Bill stood waiting about a mile away when this photo was taken. |
Fifty years ago today, my husband Bill and I were just 200 miles apart when news broke of President Kennedy's assassination. Bill was a freshman at Hiram College in Ohio and I was .... a third grader in Detroit! (Our kids get a laugh out of that.)
November 22, 1963 was also a Friday, and class was suddenly interrupted. An early dismissal was announced; I don't remember if we were told of the President's death, or just sent home to find out. I had just returned to school because I walked home for lunch each day. My younger brother remembers coming home to find mom ironing, with tears in her eyes. Bill's experience is much grander.
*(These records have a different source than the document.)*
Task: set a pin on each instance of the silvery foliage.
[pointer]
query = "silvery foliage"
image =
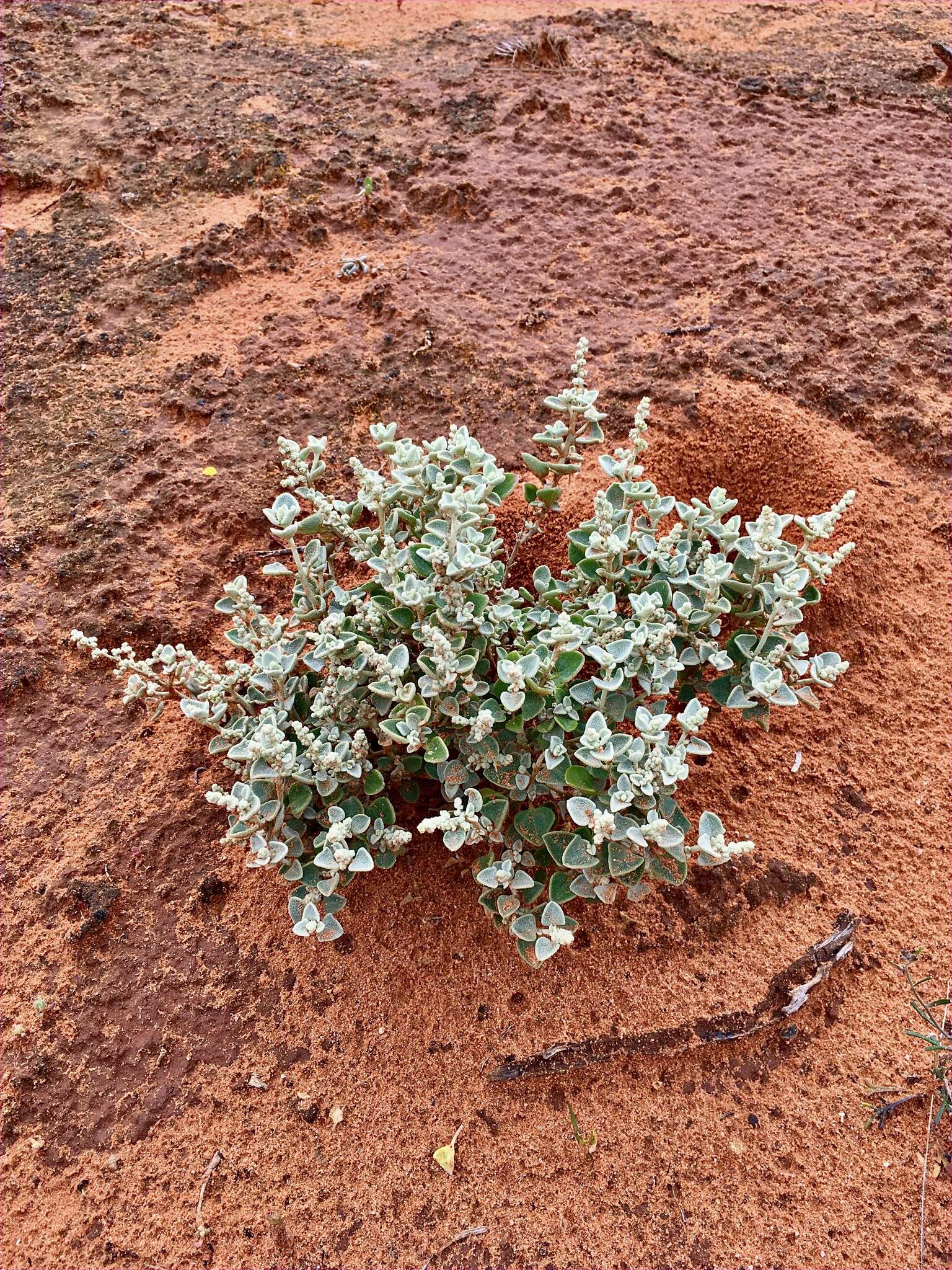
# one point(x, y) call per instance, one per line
point(557, 722)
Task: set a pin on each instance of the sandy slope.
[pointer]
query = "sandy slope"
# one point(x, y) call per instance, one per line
point(180, 186)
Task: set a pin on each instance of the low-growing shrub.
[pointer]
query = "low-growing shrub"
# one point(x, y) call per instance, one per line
point(555, 723)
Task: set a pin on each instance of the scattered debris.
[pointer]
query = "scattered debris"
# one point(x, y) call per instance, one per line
point(535, 316)
point(446, 1156)
point(945, 55)
point(211, 888)
point(886, 1110)
point(457, 1238)
point(352, 266)
point(364, 195)
point(787, 992)
point(427, 343)
point(691, 331)
point(97, 895)
point(589, 1140)
point(550, 48)
point(206, 1178)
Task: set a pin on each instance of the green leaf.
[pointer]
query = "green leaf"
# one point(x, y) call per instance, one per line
point(372, 783)
point(659, 587)
point(536, 466)
point(583, 779)
point(423, 567)
point(495, 810)
point(673, 871)
point(436, 751)
point(299, 797)
point(558, 843)
point(311, 523)
point(625, 859)
point(409, 791)
point(578, 855)
point(568, 666)
point(534, 824)
point(560, 889)
point(532, 705)
point(721, 687)
point(673, 814)
point(382, 808)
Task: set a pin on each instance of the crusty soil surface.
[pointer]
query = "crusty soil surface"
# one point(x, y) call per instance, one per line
point(180, 186)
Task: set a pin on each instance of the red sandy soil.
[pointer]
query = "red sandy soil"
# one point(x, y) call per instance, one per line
point(180, 183)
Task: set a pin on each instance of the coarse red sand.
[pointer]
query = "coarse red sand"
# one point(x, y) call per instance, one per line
point(180, 186)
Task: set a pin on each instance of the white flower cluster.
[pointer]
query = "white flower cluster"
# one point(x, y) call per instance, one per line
point(410, 659)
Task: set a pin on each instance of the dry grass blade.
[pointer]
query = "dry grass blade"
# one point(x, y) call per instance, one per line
point(206, 1178)
point(457, 1238)
point(550, 48)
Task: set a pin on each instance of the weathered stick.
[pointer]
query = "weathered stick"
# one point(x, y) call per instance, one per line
point(787, 992)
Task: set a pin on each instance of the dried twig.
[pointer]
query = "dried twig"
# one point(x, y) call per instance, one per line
point(928, 1128)
point(945, 55)
point(206, 1178)
point(787, 992)
point(886, 1110)
point(457, 1238)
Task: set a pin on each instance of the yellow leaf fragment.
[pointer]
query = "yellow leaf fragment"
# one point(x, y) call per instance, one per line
point(446, 1156)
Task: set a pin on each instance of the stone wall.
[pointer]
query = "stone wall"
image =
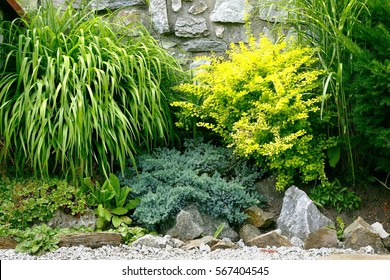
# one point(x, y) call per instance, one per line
point(188, 28)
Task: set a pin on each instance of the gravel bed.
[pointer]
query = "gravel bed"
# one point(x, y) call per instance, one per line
point(124, 252)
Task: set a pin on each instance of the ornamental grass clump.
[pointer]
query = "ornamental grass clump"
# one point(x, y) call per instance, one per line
point(79, 90)
point(264, 101)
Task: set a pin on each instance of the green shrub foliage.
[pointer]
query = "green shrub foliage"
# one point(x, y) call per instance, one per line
point(264, 101)
point(24, 203)
point(336, 196)
point(370, 85)
point(211, 177)
point(78, 90)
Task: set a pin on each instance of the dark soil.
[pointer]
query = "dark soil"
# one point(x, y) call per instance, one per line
point(375, 206)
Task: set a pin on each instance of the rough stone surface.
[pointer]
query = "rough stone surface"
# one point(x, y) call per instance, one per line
point(190, 224)
point(359, 234)
point(248, 232)
point(219, 30)
point(191, 27)
point(321, 238)
point(232, 11)
point(176, 5)
point(158, 10)
point(297, 242)
point(197, 8)
point(207, 240)
point(63, 220)
point(274, 14)
point(258, 217)
point(7, 243)
point(272, 238)
point(386, 243)
point(299, 216)
point(204, 45)
point(378, 228)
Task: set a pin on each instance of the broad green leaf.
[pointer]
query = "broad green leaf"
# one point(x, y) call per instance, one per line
point(333, 155)
point(132, 204)
point(127, 220)
point(100, 223)
point(116, 221)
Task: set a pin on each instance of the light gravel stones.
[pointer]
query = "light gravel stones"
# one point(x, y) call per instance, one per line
point(124, 252)
point(360, 234)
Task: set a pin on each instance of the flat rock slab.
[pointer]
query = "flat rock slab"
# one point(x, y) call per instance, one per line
point(355, 257)
point(92, 240)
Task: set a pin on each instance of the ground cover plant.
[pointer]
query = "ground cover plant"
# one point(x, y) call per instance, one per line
point(264, 101)
point(168, 180)
point(80, 91)
point(28, 201)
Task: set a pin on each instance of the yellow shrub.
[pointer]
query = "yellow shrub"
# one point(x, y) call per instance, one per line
point(262, 100)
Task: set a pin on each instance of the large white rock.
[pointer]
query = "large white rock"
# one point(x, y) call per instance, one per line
point(232, 11)
point(204, 45)
point(191, 27)
point(299, 216)
point(158, 10)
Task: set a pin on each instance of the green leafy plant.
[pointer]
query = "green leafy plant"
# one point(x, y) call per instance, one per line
point(369, 83)
point(131, 234)
point(340, 227)
point(37, 240)
point(111, 200)
point(213, 178)
point(24, 202)
point(80, 90)
point(219, 230)
point(264, 101)
point(336, 196)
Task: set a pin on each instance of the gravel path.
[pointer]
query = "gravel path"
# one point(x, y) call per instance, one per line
point(124, 252)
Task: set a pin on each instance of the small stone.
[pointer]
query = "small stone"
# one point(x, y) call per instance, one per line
point(224, 245)
point(191, 27)
point(207, 240)
point(359, 234)
point(230, 11)
point(7, 243)
point(176, 5)
point(297, 242)
point(272, 238)
point(204, 45)
point(204, 248)
point(198, 8)
point(149, 240)
point(219, 30)
point(158, 10)
point(321, 238)
point(258, 217)
point(378, 228)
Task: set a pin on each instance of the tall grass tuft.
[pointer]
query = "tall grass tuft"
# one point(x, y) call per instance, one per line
point(329, 26)
point(77, 89)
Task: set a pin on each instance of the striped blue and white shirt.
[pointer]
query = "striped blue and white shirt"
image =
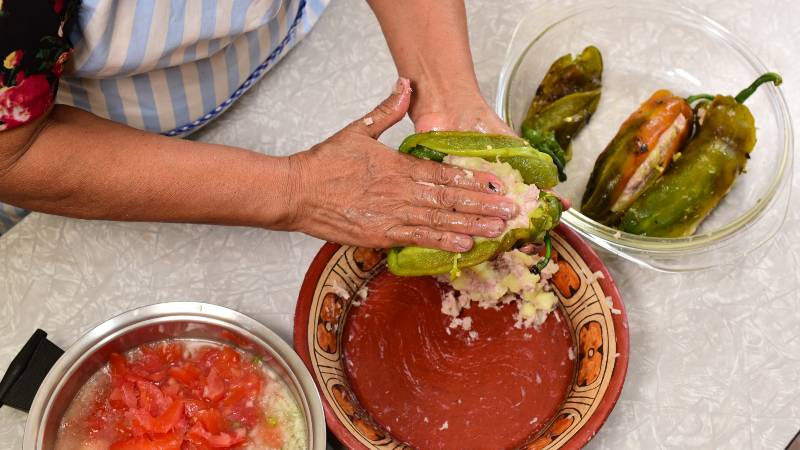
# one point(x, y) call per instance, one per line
point(171, 66)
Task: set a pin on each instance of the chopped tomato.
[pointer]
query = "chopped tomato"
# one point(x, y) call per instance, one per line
point(163, 442)
point(186, 374)
point(201, 436)
point(215, 386)
point(212, 420)
point(161, 424)
point(162, 397)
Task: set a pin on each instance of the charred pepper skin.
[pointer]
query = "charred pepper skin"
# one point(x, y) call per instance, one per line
point(696, 183)
point(534, 166)
point(421, 261)
point(637, 156)
point(565, 100)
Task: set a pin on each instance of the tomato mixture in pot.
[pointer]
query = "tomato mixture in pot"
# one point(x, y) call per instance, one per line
point(183, 395)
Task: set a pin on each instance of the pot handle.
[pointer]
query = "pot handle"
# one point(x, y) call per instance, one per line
point(27, 371)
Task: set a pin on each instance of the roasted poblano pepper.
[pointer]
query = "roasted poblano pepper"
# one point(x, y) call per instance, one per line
point(419, 261)
point(534, 166)
point(639, 153)
point(678, 202)
point(565, 100)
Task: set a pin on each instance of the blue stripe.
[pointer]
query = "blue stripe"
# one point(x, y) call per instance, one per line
point(254, 46)
point(232, 63)
point(206, 77)
point(80, 97)
point(213, 46)
point(113, 100)
point(140, 34)
point(97, 59)
point(177, 10)
point(238, 16)
point(147, 104)
point(285, 43)
point(177, 93)
point(208, 22)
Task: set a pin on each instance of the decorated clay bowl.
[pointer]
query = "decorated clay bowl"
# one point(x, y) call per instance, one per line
point(394, 375)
He seems to remember being in his dorm that Friday afternoon. As funeral plans became public, Bill and a college buddy, Charlie, decided to be a part of history. The next day they got a ride to the Ohio turnpike and patched together a series of rides to Washington, D.C. Bill, Charlie and their driver rode through the night as Kennedy's body lay in repose at the White House. By daybreak, the trio pulled into Gettysburg, the battlefield awash in the dawn of November 24. Then it was on to D.C. where the wide-eyed young men were given a tour by their chauffeur: the Washington Monument, Lincoln Memorial, White House and appropriately, Arlington National Cemetery. "Absolutely amazing," remembers Bill, seeing Washington for the first time as it prepared to bury the nation's Commander-in-Chief.
By mid-morning, the procession with a horse-drawn caisson carrying Kennedy's body left the White House en route to the Capitol where the President would lie in state for 24 hours. Bill and his companions found a spot on a curb to witness history. "I will never forget the somber, rhythmic echo of the horses' hooves down Pennsylvania Avenue, seeing the flag-draped coffin and riderless horse," Bill says.
Afterward, Bill and Charlie's driver said, "I'm headed west, you guys want a ride?" Knowing they had classes the next day, they accepted and rode back to Ohio that afternoon.
Bill doesn't have an impetuous bone in his body, so I find it amazing he gave no second thought to a 24-hour adventure. At the invincible age of 18, he probably didn't realize the magnitude of tasting and witnessing such an historic day.
I imagine the kind driver saw the bigger picture and the sacred role he played in walking a couple of Ohio boys through 24 hours of history.